Aqui "não há anjos negros", mas produzimos racismo estrutural
É importante perceber-se que não se trata de ter a desfaçatez de exibir racismo a cada gesto e comentário, mas de, mesmo rodeados das melhores pessoas do mundo, não conseguirmos escapar às violências que o racismo produz.
A pergunta costuma surgir num tom de genuíno interesse, entre conversas, sessões de formação, painéis e conferências, ou apresentações em escolas: "O que é isso do racismo estrutural?".
Esta semana foi diferente. Com a questão, colocada num encontro entre representantes políticos e pessoas da sociedade civil, vieram picos de tensão e confrontação, como se a terminologia contivesse um plano subversivo de ocupação negra. Ou como se o termo fosse tão absurdo que poderia bem resultar de uma qualquer brincadeira infantil de inventar palavras.

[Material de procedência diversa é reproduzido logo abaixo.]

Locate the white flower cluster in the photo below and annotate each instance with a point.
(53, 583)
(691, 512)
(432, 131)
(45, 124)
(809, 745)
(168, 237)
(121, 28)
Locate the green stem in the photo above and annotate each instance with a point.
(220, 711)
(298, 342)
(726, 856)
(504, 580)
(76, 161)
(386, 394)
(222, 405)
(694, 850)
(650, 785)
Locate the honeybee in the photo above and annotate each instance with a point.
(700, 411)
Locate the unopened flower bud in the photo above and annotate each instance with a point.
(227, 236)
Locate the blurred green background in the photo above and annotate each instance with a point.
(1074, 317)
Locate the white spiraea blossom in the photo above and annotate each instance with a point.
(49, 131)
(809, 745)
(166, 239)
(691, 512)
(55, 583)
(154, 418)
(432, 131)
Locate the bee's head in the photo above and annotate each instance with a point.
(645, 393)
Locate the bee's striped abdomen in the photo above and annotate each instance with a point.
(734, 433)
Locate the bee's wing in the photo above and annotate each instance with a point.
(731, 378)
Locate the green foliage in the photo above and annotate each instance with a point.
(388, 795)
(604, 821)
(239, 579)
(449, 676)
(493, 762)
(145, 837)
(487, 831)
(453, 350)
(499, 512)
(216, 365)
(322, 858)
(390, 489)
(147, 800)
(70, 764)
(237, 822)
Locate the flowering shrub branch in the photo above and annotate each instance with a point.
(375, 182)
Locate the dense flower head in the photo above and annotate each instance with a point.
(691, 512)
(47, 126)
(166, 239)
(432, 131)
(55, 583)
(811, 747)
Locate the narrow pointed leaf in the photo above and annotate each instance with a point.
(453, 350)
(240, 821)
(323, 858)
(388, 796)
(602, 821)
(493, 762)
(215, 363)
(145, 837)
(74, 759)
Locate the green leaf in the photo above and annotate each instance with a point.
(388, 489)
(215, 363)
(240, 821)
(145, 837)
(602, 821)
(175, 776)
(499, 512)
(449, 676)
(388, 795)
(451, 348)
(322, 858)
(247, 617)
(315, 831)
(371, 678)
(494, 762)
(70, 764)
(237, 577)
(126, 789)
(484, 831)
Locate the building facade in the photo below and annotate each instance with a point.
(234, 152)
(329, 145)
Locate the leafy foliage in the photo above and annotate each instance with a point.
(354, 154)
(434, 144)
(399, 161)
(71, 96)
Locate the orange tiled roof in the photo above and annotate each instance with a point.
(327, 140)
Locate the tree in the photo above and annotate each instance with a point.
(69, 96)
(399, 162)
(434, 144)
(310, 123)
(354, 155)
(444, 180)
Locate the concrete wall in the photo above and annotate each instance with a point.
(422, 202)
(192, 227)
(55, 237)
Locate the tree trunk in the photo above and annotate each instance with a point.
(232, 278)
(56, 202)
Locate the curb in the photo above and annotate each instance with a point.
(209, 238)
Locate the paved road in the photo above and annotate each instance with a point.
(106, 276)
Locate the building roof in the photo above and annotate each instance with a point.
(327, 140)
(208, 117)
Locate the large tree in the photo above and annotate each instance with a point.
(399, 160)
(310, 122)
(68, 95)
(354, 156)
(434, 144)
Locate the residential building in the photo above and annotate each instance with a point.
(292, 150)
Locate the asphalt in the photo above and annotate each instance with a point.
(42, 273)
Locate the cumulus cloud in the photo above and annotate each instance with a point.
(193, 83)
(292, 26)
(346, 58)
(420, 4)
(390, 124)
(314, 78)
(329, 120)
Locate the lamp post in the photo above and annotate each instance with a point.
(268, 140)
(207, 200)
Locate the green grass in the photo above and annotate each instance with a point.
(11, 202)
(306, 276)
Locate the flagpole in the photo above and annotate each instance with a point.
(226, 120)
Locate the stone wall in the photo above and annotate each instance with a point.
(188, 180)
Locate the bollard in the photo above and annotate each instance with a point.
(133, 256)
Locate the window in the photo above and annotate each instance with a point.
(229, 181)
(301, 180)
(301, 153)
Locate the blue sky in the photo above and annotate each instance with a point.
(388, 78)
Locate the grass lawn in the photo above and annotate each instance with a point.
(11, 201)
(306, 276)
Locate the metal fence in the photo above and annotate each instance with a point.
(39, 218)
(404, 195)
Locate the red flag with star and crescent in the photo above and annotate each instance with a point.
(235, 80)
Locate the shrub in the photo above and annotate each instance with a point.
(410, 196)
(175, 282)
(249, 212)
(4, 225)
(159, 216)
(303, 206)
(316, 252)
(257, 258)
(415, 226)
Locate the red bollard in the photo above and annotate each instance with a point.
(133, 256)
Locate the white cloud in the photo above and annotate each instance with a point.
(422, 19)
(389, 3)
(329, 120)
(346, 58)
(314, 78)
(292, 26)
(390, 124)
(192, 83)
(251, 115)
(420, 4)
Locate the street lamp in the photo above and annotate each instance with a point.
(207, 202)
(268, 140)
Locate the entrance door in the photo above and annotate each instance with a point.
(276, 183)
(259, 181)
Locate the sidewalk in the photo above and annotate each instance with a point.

"O que é isso de racismo estrutural?". Assim, de chofre, enquanto sentia que me estava a defender de um crime de lesa-pátria, ocorreu-me partilhar um exemplo clássico no acesso ao emprego: a exclusão de candidaturas pela morada (quando corresponde a bairros reconhecidamente de maioria negra ou com grande prevalência de populações racializadas); pelo nome (quando é percepcionado como estrangeiro); e pela fotografia (quando confirma quantidades de melanina indesejáveis).
Confirmando o tom de desconfiança com que disparou a pergunta, a pessoa duvidou. Ficou evidente para mim que, aos seus ouvidos, tudo isto soa a exagero anti-racista, produzido num contexto dado a polarizações.
Nas suas palavras, afirmações dessas devem ser sustentadas por estudos, porque, deduzo eu, o testemunho de quem sofre na pele essas violências, e os relatos das organizações que há décadas as denunciam não basta. Há sempre um “mas” quando falamos de racismo, e uma concertação de resistências para o reduzir a achismos.
A estrutura racista na prática
Também por isso me parece preferível contrapor com exemplos concretos, na esperança de que se perceba que não se trata de a pessoa A ou B ter a desfaçatez de exibir racismo a cada gesto e comentário, mas sim de, mesmo rodeados das melhores pessoas do mundo, não conseguirmos escapar às violências que o racismo produz.
Pode vir na forma de um processo de recrutamento que mesmo sem nos conhecer nos exclui – leia-se ou releia-se esta reportagem da Joana Gorjão Henriques. Também pode surgir em formato de manual escolar – em 2023 continuamos a ter livros que ensinam que "Na África Negra e no Brasil viviam povos muito atrasados".
Pode assumir igualmente contornos de violência obstetrícia, fenómeno para o qual a associação SaMaNe - Saúde das Mães Negras e Racializadas em Portugal vem alertando. Pode ainda se expressar através da Lei, que "pinta o suspeito de negro", conforme o advogado José Semedo Fernandes vem assinalando.
Para cada uma das situações apresentadas, entre tantas outras que é possível enumerar, contam-se mais vidas negras violentadas do que aquelas que conseguimos contabilizar.
Nos últimos dias fiquei a matutar em mais duas histórias. Guardo a primeira, que soma já cerca de 30 anos, para outro momento – porque exige uma profunda digestão – e deixo-vos com a outra.
Tropecei nela entre partilhas, num evento de networking. A fazer lembrar a discussão insana sobre o monopólio das sereias, uma actriz negra contou-me o desfecho racista de um casting a que se submeteu. Tati, chamemos-lhe assim, até poderia ter tido uma actuação digna de um Óscar, que, no final, continuaria aquém da norma. Mais palavra, menos palavra, o motivo foi verbalizado sem sombra de embaraço: "Não te podemos escolher, porque não há anjos negros".
E assim, claro como o racismo, a estrutura se conserva. Branca.
A autora escreve segundo o antigo Acordo Ortográfico.